Other risk factors of poorer survival rates of both patients and grafts included larger number of transfused red blood cell units and fresh frozen plasma. Patients with acute liver failure present significant coagulopathy (INR reaching 7), which, from the beginning of the surgery, causes persistent bleeding requiring the use of volume expanders and haemostatic factors, such as recombinant coagulation factor VII a (NovoSeven). Nonetheless, bringing intraoperative bleeding under control is extremely difficult, if not impossible in some cases. These patients also present with a lack of portal hypertension, which results in a need for veno-venous bypass (bio-pump) and implementation of a surgical method involving excision of retrohepatic vena cava (classical surgical technique) (Figure 4). The amount of volume expanders transfused during the operation is influenced not only by the patient's general condition, mainly being coagulopathy issues, but also technical conditions (surgeries in the past, if applicable, necessity of bio-pump use), and the duration and course of the surgery itself (classical surgical technique, operator's experience). For surgeons, the last aspect seems the most important one because it is the only one that depends on their actions, which affects further survival of the patient.
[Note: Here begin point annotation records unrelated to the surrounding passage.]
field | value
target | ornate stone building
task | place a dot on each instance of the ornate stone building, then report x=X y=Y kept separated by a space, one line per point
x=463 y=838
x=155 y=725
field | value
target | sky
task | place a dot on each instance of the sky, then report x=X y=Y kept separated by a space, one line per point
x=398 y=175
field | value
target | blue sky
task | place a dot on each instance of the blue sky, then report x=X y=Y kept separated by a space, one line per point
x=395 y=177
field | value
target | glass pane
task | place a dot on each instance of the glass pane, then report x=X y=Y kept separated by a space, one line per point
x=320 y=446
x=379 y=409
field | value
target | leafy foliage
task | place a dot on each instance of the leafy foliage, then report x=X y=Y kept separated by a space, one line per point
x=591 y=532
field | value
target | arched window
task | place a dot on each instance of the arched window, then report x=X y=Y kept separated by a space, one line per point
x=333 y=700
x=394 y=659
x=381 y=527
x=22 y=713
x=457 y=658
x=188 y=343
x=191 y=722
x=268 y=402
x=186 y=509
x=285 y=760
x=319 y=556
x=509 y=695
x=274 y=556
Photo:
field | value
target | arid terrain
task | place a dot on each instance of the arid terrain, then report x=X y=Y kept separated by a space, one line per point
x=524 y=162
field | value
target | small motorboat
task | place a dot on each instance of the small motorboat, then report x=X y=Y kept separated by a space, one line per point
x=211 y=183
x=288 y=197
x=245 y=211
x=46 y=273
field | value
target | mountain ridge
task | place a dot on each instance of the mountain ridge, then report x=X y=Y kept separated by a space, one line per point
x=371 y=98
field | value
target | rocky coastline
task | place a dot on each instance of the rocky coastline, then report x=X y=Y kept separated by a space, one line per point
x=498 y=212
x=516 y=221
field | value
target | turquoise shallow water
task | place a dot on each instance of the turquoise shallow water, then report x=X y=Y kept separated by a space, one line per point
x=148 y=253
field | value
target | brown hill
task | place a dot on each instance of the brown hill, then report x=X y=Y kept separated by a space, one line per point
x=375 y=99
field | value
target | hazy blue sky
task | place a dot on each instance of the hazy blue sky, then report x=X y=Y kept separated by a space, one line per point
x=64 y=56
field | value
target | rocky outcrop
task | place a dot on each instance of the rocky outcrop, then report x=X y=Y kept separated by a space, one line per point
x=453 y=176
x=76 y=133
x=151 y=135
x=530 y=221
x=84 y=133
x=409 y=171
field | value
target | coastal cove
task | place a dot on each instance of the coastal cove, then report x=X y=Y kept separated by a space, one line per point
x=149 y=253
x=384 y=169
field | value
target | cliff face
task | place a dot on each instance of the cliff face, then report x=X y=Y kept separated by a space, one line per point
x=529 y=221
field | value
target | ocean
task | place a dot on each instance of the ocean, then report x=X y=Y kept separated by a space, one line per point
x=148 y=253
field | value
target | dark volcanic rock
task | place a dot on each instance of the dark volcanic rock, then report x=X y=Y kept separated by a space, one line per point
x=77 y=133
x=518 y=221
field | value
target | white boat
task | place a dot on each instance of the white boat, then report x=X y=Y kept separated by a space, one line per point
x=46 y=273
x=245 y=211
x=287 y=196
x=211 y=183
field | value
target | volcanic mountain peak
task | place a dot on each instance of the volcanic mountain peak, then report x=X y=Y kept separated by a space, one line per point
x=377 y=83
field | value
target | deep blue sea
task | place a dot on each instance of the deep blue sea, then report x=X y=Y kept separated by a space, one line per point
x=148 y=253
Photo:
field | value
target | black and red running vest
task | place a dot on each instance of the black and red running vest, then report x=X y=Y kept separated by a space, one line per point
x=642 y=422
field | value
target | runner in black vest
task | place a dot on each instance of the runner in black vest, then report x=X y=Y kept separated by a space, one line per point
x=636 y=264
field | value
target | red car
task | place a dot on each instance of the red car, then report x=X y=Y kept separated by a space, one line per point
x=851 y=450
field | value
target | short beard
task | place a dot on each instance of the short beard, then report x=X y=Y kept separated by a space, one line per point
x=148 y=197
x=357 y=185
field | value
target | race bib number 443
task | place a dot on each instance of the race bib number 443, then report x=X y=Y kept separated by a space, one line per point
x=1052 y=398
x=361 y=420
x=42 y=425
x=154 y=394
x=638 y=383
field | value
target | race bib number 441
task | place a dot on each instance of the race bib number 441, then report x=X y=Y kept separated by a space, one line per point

Paracetamol or Amanita phalloides poisoning are rare causes of liver transplantation. Patients whose condition deteriorates usually require urgent liver transplantation. It seems that the most crucial risk factor a surgeon has any influence on during the transplantation itself is the amount of transfused red blood cell units and fresh frozen plasma. This means that for this kind of surgery, experienced surgeons would be the most suitable operators. High levels of serum bilirubin prior to the surgery, being at the same time a survival risk factor, may indicate that some patients have been transferred to a reference centre too late.
Liver transplantation results are similar in patients with acute liver failure following Amanita phalloides and paracetamol intoxication. Risk factors affecting poor patient survival regard directly the patient's condition prior to transplantation, which is presented by serum bilirubin level. The second risk factor proved to be the amount of transfused packed red blood cell units and fresh frozen plasma.
The authors declare no conflict of interest.